[Bioperl-l] Suggestion for a new script: bp_repeat_mask_sequence.pl
Dan Bolser
dan.bolser at gmail.com
Mon Jul 12 09:34:47 UTC 2010
OK, here is my final version. I have tested it with GFF / Fasta, and
in theory it works with all installed BioPerl sequence / feature file
formats, however, I haven't tested any of those.
#!/usr/bin/perl -w
use strict;
use Getopt::Long;
use Bio::SeqIO;
use Bio::FeatureIO;
## Set options
my $verbose = 0;
my $feature_file;
my $sequence_file;
my $feature_format = 'GFF';
my $sequence_format = 'Fasta';
my $feature_to_mask = 'repeat_region';
my $seq_mask_character = 'X';
GetOptions
(
"verbose" => \$verbose,
"feature_file|f=s" => \$feature_file,
"sequence_file|s=s" => \$sequence_file,
"feature_format|ff=s" => \$feature_format,
"sequence_format|sf=s" => \$sequence_format,
"feature_to_mask|m=s" => \$feature_to_mask,
"seq_mask_character|c=s" => \$seq_mask_character,
)
or die "failed to parse command line options\n";
## Check options
## A value should be passed
die usage() unless
$sequence_file &&
$feature_file;
## The files should exist
die "problem with feature file '$feature_file' : $!\n"
unless -s $feature_file;
die "problem with sequence file '$sequence_file' : $!\n"
unless -s $sequence_file;
## The formats should be valid
$feature_format = lc($feature_format);
die "ERROR: feature format '$feature_format' is not supported!\n\n"

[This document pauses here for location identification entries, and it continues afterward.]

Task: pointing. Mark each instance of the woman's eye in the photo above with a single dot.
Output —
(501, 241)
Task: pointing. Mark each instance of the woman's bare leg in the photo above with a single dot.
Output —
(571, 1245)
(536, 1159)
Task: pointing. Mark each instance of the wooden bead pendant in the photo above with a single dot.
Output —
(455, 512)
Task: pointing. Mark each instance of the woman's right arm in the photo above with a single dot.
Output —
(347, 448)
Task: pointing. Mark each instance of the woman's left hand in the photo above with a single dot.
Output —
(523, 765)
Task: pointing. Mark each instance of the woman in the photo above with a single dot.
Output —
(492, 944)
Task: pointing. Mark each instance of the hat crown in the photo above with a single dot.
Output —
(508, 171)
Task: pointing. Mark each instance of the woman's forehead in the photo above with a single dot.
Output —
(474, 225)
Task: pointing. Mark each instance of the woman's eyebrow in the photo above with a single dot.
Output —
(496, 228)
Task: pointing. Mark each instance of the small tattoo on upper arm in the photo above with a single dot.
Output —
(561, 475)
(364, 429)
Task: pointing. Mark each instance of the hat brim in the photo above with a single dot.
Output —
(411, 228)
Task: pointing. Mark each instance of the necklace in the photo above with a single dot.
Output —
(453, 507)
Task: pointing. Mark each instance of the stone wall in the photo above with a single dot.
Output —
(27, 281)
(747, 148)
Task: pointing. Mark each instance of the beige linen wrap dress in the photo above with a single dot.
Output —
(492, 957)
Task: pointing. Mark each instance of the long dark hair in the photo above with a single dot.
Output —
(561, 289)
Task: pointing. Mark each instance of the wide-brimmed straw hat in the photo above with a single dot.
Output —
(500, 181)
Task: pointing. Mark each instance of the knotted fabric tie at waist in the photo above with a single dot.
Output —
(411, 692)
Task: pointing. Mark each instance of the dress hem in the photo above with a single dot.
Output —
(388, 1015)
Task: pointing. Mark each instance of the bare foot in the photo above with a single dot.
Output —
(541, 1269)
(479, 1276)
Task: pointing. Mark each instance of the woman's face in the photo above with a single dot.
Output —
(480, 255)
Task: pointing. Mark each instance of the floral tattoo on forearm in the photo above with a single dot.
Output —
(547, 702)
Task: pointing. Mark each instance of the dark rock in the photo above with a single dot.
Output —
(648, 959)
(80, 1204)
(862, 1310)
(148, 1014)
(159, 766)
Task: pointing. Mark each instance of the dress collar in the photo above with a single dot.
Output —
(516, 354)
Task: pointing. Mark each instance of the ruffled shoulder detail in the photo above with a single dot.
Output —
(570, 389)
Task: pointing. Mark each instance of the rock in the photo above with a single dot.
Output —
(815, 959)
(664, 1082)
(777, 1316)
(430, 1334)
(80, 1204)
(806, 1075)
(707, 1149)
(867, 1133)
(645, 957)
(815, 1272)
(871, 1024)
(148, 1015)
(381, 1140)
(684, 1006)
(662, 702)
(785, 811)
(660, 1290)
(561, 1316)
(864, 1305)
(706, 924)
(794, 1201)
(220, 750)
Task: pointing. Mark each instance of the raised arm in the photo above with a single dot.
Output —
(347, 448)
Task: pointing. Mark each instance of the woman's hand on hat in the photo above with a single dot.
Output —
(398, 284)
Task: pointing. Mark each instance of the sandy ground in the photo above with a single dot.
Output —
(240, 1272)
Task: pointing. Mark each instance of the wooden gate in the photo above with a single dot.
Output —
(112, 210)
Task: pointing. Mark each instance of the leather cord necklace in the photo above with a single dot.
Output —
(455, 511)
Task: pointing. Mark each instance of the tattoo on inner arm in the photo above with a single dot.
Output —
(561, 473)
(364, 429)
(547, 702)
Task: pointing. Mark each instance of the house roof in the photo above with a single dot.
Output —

unless eval( "require Bio::FeatureIO::$feature_format" );
$sequence_format = lc($sequence_format);
die "ERROR: sequence format '$sequence_format' is not supported!\n\n"
unless eval( "require Bio::SeqIO::$sequence_format" );
## Erm...
die "1: what are you trying to do?\n"
unless $feature_to_mask;
die "2: what are you trying to do?\n"
unless length($seq_mask_character) == 1;
=head1 NAME
bp_repeat_mask_sequence.pl - mask sequence features
=head1 DESCRIPTION
Takes an input sequence file and a feature file, and returns the
sequence with 'repeat_region' features masked out (replaced with
X's). This is useful for downstream processing of the sequence file.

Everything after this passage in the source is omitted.